The quake Tuesday flattened much of the capital of 2 million people, wrecking buildings great and small – from shacks in shantytowns to President Rene Preval's gleaming white National Palace, where a dome tilted ominously above the manicured grounds.Hospitals, schools and the main prison collapsed. The capital's Roman Catholic archbishop was killed in his ruined office at the main cathedral. The head of the U.N. peacekeeping mission was missing in the ruins of the organization's multistory headquarters.

Several buildings belonging to the archdiocese collapsed, killing at least 100 priests and seminarians, the Vatican said.At a triage center improvised in a hotel parking lot, people with cuts, broken bones and crushed ribs moaned under tent-like covers fashioned from bloody sheets."This is much worse than a hurricane," said Jimitre Coquillon, a doctors assistant. "There's no water. There's nothing. Thirsty people are going to die."

Haiti's leaders struggled to comprehend the extent of the catastrophe – the worst earthquake to hit the country in 200 years – even as aftershocks reverberated."It's incredible," Preval told CNN. "A lot of houses destroyed, hospitals, schools, personal homes.

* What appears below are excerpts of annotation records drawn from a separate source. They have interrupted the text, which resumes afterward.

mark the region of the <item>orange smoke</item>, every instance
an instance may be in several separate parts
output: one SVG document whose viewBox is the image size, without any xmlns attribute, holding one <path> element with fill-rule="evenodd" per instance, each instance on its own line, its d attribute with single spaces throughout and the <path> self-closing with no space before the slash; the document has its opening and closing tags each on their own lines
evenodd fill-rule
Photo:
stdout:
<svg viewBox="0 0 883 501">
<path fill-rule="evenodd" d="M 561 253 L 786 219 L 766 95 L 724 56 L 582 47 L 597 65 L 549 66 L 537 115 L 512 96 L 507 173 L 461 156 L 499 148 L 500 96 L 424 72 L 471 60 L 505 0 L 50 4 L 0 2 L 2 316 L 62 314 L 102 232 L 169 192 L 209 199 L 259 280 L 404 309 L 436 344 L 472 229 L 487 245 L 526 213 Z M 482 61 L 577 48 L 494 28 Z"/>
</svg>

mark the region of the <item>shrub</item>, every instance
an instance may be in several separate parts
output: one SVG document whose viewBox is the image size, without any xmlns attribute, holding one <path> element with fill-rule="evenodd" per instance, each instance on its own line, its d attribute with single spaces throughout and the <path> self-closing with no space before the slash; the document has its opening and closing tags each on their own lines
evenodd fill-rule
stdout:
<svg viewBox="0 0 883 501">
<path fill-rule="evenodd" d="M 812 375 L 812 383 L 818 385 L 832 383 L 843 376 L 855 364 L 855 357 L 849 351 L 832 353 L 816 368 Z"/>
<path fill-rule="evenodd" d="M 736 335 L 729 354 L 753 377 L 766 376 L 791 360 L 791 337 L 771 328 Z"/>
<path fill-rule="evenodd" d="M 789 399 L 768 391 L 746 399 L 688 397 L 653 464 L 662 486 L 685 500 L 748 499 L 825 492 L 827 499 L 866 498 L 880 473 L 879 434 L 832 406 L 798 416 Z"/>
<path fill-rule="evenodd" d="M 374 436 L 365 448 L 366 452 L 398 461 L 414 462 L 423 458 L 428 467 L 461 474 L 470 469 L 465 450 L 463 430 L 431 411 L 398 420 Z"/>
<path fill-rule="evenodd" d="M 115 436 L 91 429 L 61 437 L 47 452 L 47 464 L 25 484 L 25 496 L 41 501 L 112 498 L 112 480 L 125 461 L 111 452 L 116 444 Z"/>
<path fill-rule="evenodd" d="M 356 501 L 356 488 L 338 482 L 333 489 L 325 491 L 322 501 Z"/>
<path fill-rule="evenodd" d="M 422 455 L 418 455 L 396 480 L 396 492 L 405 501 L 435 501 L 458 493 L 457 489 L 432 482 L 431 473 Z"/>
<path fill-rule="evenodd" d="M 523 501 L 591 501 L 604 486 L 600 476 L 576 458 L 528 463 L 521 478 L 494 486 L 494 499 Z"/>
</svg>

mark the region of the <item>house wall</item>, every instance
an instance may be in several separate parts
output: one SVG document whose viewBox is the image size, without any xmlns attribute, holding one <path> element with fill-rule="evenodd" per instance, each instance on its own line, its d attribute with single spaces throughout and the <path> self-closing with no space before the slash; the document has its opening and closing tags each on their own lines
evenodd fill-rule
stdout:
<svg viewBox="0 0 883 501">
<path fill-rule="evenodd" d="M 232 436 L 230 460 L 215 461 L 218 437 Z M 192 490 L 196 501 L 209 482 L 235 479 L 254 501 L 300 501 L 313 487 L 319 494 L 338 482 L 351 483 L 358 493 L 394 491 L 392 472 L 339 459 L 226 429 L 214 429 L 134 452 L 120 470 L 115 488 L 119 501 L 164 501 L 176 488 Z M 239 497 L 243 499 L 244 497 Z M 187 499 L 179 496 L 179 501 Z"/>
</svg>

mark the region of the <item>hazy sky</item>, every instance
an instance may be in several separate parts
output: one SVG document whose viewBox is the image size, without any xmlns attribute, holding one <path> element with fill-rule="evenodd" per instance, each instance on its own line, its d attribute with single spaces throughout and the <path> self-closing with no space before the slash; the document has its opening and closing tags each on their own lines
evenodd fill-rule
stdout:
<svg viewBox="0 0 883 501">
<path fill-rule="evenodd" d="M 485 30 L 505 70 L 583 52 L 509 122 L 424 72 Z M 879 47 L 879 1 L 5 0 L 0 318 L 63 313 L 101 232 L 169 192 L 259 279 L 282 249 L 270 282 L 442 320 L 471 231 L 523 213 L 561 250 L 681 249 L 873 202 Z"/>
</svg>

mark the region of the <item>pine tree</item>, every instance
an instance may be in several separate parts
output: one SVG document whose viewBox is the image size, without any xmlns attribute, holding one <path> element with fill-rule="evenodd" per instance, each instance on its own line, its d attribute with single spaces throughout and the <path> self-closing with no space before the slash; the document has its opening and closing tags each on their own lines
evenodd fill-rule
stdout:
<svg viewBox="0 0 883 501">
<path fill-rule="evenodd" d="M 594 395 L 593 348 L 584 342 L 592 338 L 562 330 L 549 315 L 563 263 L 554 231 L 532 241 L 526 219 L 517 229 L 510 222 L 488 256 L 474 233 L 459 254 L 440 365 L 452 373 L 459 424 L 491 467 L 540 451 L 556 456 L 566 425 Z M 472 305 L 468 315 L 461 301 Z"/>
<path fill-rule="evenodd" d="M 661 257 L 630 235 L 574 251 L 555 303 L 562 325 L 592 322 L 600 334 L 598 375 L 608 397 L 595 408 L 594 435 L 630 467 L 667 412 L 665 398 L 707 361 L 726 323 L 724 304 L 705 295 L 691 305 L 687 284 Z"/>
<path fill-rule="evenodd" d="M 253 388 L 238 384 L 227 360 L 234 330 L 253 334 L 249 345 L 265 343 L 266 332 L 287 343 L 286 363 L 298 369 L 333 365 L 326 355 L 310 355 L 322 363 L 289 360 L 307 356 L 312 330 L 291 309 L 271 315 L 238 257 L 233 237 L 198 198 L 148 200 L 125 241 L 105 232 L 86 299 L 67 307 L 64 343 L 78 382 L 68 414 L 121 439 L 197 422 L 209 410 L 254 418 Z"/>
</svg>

A lot of people in the street dead. ... I'm still looking to understand the magnitude of the event and how to manage."

Preval said thousands of people were probably killed, but it was "too early to give a number."Prime Minister Jean-Max Bellerive predicted the death toll could reach 100,000.The international Red Cross said a third of the country's 9 million people may need emergency aid, a burden that would test any nation and a crushing catastrophe for impoverished Haiti.

President Barack Obama promised an all-out rescue and humanitarian effort, and U.S. officials said they were responding with ships, helicopters, transport planes and a 2,000-member Marine unit, as well as civilian emergency teams from across the U.S.
"We have to be there for them in their hour of need," Obama said.

The U.S. Embassy had no confirmed reports of deaths among the estimated 45,000 Americans who live in Haiti, but many were trying to find a way out of the country.
Governments and aid agencies from around the world began marshaling supplies and staffs, but the obstacles proved frustrating just one day after the powerful 7.0-magnitude earthquake hit. Power and phone service were out.